So, as I was forced to see the truth of who I am and what I really want from life, crushed under my own dumb despair, I realized some things. First, that I am more passionate about learning and exploring the world than anything else, except helping people. Second, instead of trying to find a profession that fits me and worrying about being out of place, I am going to do something I truly want to do, and enjoy breaking the mold. And third, there is no way to get through any day without hope and trust in God. There just isn’t. You can have all the self-confidence in the world, but unless you are delusional, you have to admit that so much is out of your control. Life doesn’t have to make sense, but you have to make something of it. And that is what I’m going to do.

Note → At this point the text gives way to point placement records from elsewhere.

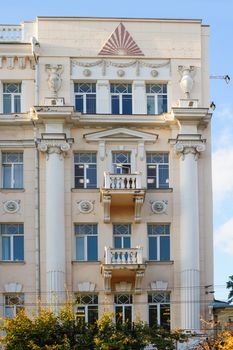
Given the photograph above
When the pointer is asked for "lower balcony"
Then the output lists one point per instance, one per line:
(123, 267)
(122, 190)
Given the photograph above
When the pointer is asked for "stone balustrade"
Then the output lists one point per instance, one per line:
(123, 256)
(122, 181)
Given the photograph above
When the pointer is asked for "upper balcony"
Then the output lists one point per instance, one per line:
(122, 190)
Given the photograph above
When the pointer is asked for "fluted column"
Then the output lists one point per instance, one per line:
(55, 219)
(189, 152)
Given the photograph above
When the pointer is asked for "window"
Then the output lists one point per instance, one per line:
(12, 237)
(85, 170)
(121, 162)
(121, 98)
(159, 309)
(86, 242)
(156, 98)
(87, 307)
(123, 308)
(12, 170)
(121, 235)
(13, 304)
(157, 170)
(11, 97)
(85, 97)
(159, 241)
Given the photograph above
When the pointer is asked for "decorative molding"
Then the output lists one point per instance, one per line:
(85, 206)
(13, 287)
(159, 285)
(11, 206)
(86, 287)
(121, 43)
(159, 206)
(54, 78)
(123, 286)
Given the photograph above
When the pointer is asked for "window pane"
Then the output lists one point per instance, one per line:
(164, 248)
(163, 176)
(91, 103)
(162, 104)
(6, 103)
(79, 103)
(18, 175)
(17, 104)
(80, 248)
(91, 176)
(152, 315)
(115, 105)
(92, 254)
(18, 248)
(6, 248)
(126, 104)
(6, 176)
(150, 105)
(152, 248)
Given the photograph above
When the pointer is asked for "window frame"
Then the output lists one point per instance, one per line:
(13, 95)
(85, 241)
(12, 237)
(158, 238)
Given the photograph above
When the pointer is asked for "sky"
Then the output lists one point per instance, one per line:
(219, 15)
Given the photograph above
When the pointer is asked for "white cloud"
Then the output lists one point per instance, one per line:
(223, 237)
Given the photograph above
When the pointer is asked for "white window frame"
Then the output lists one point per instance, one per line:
(12, 169)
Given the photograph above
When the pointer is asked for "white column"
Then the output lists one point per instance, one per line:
(55, 221)
(189, 236)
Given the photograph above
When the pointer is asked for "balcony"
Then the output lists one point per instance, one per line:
(123, 267)
(120, 190)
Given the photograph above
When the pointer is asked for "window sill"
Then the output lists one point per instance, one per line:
(85, 189)
(9, 190)
(160, 262)
(19, 262)
(161, 190)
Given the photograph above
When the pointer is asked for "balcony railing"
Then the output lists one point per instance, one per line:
(10, 33)
(122, 181)
(123, 256)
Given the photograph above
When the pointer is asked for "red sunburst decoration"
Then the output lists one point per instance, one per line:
(121, 43)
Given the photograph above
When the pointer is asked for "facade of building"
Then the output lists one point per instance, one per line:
(105, 148)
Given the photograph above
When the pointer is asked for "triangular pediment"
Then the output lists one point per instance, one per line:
(120, 43)
(119, 134)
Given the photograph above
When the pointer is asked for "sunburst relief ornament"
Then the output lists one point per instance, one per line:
(121, 43)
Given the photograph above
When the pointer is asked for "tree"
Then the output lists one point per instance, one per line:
(230, 286)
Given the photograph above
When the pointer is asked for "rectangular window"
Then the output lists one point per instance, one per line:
(157, 170)
(85, 170)
(156, 98)
(13, 303)
(86, 236)
(121, 235)
(123, 308)
(121, 162)
(85, 97)
(159, 309)
(121, 98)
(87, 307)
(12, 170)
(12, 242)
(159, 241)
(11, 98)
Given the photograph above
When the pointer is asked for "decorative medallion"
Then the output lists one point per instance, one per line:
(85, 206)
(11, 206)
(158, 207)
(121, 43)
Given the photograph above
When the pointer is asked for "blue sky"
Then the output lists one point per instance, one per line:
(219, 15)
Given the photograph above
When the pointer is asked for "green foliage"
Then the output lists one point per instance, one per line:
(230, 286)
(63, 331)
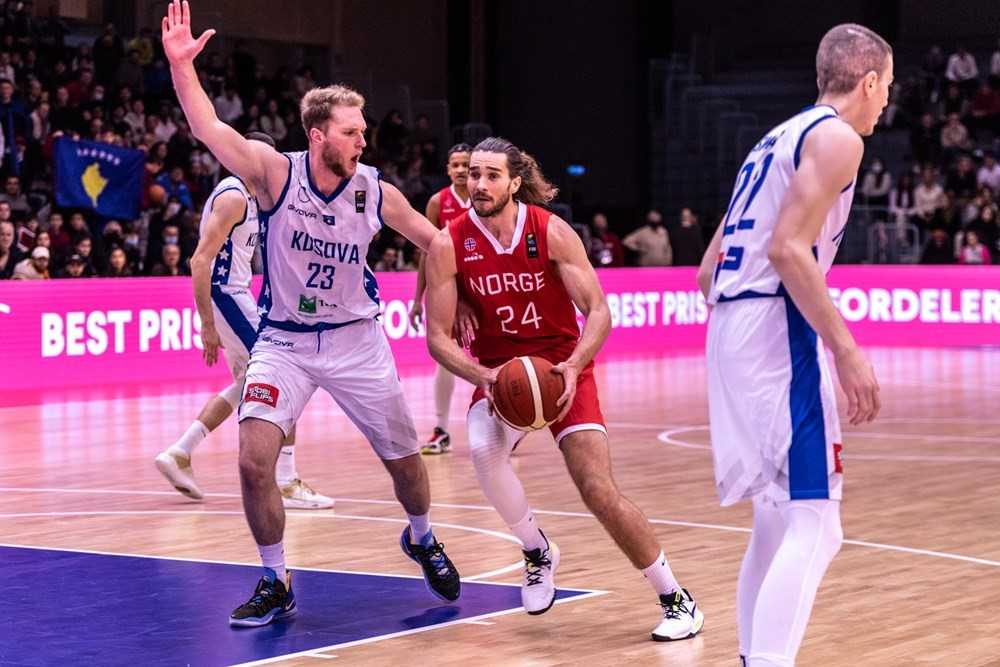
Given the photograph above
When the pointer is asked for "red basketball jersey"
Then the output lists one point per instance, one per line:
(520, 301)
(450, 206)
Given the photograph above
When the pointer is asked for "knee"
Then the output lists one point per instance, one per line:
(600, 496)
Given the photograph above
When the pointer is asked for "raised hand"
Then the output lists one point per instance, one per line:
(179, 44)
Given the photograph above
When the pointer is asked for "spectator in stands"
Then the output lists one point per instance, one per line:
(9, 254)
(989, 173)
(938, 249)
(687, 240)
(901, 201)
(387, 261)
(973, 252)
(61, 239)
(229, 106)
(35, 267)
(984, 114)
(76, 267)
(118, 266)
(876, 185)
(651, 242)
(84, 247)
(605, 246)
(925, 140)
(961, 182)
(954, 136)
(171, 262)
(19, 206)
(962, 69)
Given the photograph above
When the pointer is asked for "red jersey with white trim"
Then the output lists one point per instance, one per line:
(451, 206)
(521, 304)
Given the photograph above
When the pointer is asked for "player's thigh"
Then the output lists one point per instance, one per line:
(278, 383)
(360, 375)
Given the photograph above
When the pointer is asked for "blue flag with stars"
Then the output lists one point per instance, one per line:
(97, 176)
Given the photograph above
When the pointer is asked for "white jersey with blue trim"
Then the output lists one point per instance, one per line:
(743, 269)
(315, 247)
(232, 264)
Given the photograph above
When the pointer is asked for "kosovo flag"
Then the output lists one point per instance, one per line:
(98, 176)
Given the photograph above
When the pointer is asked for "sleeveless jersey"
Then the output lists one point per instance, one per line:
(743, 270)
(232, 264)
(314, 250)
(451, 206)
(519, 300)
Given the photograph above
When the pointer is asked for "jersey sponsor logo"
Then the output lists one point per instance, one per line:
(261, 393)
(497, 283)
(301, 211)
(532, 244)
(307, 304)
(342, 252)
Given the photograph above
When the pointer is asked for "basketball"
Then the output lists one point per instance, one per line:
(526, 392)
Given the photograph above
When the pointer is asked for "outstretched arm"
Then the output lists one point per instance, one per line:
(250, 160)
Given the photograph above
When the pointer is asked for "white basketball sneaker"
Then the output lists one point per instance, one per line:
(538, 592)
(297, 495)
(177, 469)
(681, 617)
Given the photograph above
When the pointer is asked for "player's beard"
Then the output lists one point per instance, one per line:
(333, 160)
(484, 210)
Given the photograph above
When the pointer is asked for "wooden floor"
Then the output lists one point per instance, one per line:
(918, 581)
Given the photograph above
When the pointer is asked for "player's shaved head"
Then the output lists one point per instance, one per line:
(846, 54)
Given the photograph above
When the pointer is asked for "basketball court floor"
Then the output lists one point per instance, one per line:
(104, 564)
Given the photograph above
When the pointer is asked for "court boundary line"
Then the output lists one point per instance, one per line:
(581, 515)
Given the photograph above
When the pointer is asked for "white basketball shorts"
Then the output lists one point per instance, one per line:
(771, 403)
(353, 363)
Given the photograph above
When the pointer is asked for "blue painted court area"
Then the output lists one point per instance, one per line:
(81, 608)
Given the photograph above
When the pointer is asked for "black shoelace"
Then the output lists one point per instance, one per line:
(535, 565)
(674, 608)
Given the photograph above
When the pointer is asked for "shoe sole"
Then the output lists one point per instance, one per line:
(427, 584)
(539, 612)
(168, 470)
(659, 638)
(261, 622)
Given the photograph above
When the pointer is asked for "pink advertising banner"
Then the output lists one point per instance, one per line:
(111, 332)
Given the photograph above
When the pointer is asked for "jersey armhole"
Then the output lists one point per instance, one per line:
(284, 190)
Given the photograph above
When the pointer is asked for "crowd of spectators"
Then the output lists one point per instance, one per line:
(948, 187)
(117, 90)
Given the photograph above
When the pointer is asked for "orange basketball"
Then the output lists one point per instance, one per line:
(526, 392)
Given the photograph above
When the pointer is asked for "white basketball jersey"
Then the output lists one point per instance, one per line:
(743, 270)
(232, 264)
(314, 250)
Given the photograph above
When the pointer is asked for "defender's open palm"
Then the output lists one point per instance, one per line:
(857, 378)
(179, 44)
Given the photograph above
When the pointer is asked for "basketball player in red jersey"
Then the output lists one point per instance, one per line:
(446, 205)
(522, 270)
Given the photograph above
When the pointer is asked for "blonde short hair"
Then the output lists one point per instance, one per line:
(318, 104)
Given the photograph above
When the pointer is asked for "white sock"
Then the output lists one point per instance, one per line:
(272, 557)
(812, 538)
(527, 531)
(768, 529)
(444, 386)
(196, 433)
(420, 527)
(660, 576)
(284, 470)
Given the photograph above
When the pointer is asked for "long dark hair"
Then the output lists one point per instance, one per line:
(535, 188)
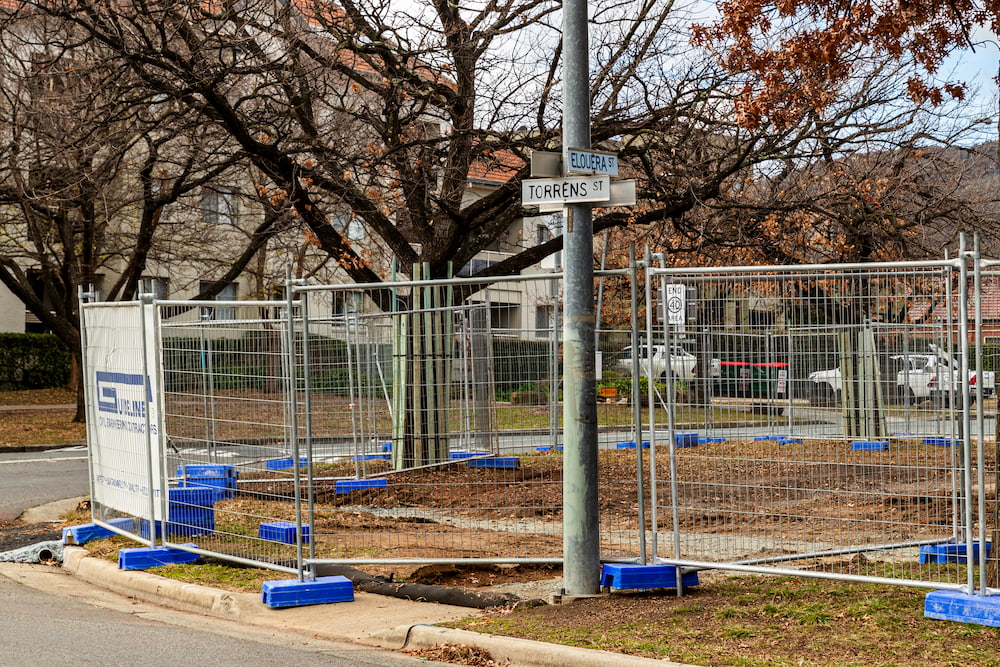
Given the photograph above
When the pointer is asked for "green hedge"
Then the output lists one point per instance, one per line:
(32, 361)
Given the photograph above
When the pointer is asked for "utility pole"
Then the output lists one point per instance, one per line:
(581, 543)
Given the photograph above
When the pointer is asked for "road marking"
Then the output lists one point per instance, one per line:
(65, 458)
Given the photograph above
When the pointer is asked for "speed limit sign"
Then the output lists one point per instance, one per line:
(675, 297)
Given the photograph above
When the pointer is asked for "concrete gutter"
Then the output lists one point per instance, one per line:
(511, 650)
(361, 622)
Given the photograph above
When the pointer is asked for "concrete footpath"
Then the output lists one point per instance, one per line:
(371, 620)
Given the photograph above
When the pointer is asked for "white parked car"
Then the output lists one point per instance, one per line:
(920, 376)
(682, 362)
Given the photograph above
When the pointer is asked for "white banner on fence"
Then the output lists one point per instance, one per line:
(123, 395)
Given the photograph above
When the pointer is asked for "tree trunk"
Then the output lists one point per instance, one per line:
(76, 383)
(422, 352)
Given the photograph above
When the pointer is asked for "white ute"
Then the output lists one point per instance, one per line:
(921, 376)
(682, 362)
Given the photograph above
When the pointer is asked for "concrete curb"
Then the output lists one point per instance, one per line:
(245, 608)
(150, 587)
(518, 652)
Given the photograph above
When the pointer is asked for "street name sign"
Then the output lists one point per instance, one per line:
(591, 162)
(622, 194)
(566, 190)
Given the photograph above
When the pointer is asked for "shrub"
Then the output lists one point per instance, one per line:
(32, 361)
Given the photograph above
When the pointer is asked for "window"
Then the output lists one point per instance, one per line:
(155, 286)
(346, 303)
(349, 226)
(218, 206)
(543, 321)
(228, 293)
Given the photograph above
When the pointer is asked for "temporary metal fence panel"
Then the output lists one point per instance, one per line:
(447, 408)
(826, 433)
(124, 421)
(228, 406)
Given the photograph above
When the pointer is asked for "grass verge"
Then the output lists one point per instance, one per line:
(759, 621)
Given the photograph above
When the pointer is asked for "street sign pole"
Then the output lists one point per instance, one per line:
(581, 545)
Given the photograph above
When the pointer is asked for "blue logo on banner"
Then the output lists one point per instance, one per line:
(122, 394)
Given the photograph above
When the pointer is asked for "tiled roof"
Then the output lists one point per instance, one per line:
(497, 166)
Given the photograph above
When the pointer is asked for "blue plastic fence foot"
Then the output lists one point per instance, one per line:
(951, 552)
(870, 445)
(955, 606)
(628, 576)
(295, 593)
(141, 558)
(505, 462)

I’m still very tired, but just admitting the truth and getting the answers I wanted, even if they didn’t tilt in the way that I hoped or expected or was maybe kind of trying to force, or thought they “should,” be, is a huge huge weight off my chest. Things feel like they are flowing again. I’m not so afraid of the future, feel better about myself, and know that I will find meaning and purpose in this stage of my life.
And you know what, I’m not mad.
I miss him. I hope he calls me. I kind of hope he acknowledges Valentines Day even though I guess I might have chase him off.
I would call him myself, but he said he would. I wish it would have been sooner, but everything happens for a reason, and I was in the pit of anguish and despair anyway.
I can’t say I want to spend the rest of my life with him, and I would be interested maybe in dating someone else. But goodness, do I miss him.
And now it makes me smile, because I’m so incredibly lucky.